Мы долго не встречались с ним после завершения цикла университетских лекций профессора Хаустховера. Как-то в конце ноября двадцать второго года Гесс позвонил мне утром на аэродром и спросил, хочу ли я послушать публичное выступление Гитлера? Я ответил утвердительно. Он пригласил меня на семь вечера в пивной зал «Киндлькеллер». При встрече Гесс вручил мне пригласительный билет, заметив, чтобы я не вздумал его потерять. Позже я понял почему. При входе в пивную, имевшую форму прописной буквы «L», стояли охранники. Это были здоровенные детины, одетые в кожаные куртки, подпоясанные ремнями, кепи, галифе армейского образца, заправленные в высокие шнурованные ботинки. У каждого в руках имелась дубинка.

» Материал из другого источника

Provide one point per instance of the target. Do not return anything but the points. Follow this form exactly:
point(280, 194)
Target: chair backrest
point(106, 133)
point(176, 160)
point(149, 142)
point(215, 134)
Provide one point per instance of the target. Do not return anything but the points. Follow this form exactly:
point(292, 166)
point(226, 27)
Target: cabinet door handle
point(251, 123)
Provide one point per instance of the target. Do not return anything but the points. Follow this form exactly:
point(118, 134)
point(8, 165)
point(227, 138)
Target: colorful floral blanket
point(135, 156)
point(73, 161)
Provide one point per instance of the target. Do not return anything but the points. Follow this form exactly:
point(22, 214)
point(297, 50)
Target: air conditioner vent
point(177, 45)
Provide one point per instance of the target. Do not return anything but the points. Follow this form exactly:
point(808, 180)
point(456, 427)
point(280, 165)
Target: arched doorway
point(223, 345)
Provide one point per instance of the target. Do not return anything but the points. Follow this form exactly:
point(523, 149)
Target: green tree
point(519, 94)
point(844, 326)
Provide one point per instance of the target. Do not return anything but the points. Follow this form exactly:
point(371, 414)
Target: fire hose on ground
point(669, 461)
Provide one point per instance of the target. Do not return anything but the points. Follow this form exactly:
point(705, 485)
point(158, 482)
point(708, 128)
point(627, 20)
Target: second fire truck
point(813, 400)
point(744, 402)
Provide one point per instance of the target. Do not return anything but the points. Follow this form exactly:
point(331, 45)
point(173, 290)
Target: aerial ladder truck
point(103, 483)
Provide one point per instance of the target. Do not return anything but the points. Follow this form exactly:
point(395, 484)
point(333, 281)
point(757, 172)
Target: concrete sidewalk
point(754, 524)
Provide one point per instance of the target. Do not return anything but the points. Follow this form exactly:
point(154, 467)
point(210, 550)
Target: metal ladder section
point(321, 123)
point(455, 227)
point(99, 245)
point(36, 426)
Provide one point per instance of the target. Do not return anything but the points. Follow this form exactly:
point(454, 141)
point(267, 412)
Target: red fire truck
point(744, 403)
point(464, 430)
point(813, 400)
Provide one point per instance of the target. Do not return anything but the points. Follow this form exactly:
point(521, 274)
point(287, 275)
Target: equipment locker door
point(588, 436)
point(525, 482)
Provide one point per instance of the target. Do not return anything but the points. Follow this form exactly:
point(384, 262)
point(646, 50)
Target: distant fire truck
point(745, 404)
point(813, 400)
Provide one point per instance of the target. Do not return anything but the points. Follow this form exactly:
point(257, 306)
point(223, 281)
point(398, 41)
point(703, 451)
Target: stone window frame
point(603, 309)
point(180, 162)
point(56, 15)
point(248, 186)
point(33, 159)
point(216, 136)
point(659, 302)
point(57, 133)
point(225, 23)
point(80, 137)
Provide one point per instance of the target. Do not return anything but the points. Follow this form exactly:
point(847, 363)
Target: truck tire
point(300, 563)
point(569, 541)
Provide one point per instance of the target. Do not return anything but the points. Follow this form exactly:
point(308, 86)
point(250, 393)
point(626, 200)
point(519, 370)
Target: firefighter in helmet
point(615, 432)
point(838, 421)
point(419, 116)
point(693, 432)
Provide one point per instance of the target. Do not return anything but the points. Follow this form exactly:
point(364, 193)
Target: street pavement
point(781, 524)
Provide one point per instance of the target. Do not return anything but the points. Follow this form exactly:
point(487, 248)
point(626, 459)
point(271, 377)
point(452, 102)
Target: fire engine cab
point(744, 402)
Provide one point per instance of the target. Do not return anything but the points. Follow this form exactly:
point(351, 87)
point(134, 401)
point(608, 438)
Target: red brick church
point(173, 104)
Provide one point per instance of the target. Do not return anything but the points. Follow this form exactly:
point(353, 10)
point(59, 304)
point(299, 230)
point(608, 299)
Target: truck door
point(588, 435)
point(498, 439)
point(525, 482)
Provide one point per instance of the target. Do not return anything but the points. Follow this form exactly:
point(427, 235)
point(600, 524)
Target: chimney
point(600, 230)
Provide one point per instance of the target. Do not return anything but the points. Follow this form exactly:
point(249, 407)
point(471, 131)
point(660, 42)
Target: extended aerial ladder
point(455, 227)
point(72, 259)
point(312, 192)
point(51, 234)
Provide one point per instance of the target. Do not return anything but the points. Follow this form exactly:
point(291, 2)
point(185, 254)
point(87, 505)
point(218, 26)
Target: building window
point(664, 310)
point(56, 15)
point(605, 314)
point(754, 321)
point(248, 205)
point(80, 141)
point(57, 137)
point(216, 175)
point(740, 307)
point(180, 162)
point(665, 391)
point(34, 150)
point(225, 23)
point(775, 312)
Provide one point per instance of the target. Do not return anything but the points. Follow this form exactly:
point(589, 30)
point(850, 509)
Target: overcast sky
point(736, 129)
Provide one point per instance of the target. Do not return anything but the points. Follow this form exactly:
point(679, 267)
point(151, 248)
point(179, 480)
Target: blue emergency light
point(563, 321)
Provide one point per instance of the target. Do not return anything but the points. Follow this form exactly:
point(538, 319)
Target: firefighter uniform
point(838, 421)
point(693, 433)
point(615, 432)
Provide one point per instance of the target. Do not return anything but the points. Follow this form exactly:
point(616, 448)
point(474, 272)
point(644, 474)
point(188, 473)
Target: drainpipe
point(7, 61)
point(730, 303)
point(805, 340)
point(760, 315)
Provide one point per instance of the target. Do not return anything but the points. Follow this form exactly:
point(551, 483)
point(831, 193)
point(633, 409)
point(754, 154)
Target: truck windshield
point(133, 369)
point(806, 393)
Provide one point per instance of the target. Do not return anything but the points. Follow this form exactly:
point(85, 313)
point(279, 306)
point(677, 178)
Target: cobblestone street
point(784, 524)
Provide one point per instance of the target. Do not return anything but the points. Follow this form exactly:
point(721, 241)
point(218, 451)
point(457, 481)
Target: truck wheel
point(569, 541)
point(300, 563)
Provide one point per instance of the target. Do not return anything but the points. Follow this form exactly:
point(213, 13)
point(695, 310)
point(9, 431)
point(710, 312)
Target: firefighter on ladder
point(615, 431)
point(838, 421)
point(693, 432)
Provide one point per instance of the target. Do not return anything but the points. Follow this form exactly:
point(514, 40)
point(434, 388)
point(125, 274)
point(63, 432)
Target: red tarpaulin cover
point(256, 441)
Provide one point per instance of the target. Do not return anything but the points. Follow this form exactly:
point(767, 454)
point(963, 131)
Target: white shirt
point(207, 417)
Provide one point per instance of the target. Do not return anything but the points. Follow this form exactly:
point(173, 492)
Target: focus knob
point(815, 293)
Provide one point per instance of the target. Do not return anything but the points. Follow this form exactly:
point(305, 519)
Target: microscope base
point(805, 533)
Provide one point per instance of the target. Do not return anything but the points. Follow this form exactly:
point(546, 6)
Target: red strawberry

Они внимательно осмотрели наши пригласительные билеты, приветливо улыбнулись Гессу и, обратив внимание на мою летную форму с орденскими планками, уважительно посторонились.
Пивная была забита до отказа. Среди приглашенной публики выделялись бывшие офицеры, молодежь, облаченная в баварские национальные костюмы. Было много мелких чиновников, лавочников, рабочих, железнодорожников в черной форме. Подошел Розенберг и сквозь толпу стал прокладывать нам с Гессом дорогу. Мы пробрались к помосту и сели на свободные места слева от него. Затем Гесс с Розенбергом куда-то ушли, а их места немедленно заняли пожилой рабочий в толстой фланелевой куртке, пахнувшей мазутом, и экзальтированная дама неопределенных лет. Она, прижав обе ладони к груди, беспрерывно вертела головой и произносила:
— Ах! Успела. Ах! Успела. Ах! Какое счастье!
На помосте стояли трое мужчин. Гитлера я среди них не узнал. Я повернулся к соседу и спросил, не знает ли он, где Гитлер? Тот подозрительно поглядел на меня, указал на одного из троих и низким, прокуренным голосом произнес:
— Да вот же он. Не видишь, что ли? А вон тот, что слева, низенький, это Макс Аман. Тот, что справа в очках, Антон Декслер. Ты первый раз никак?
— Ага, — буркнул я.
— Не дрейфь. Здесь все свои. В обиду не дадим.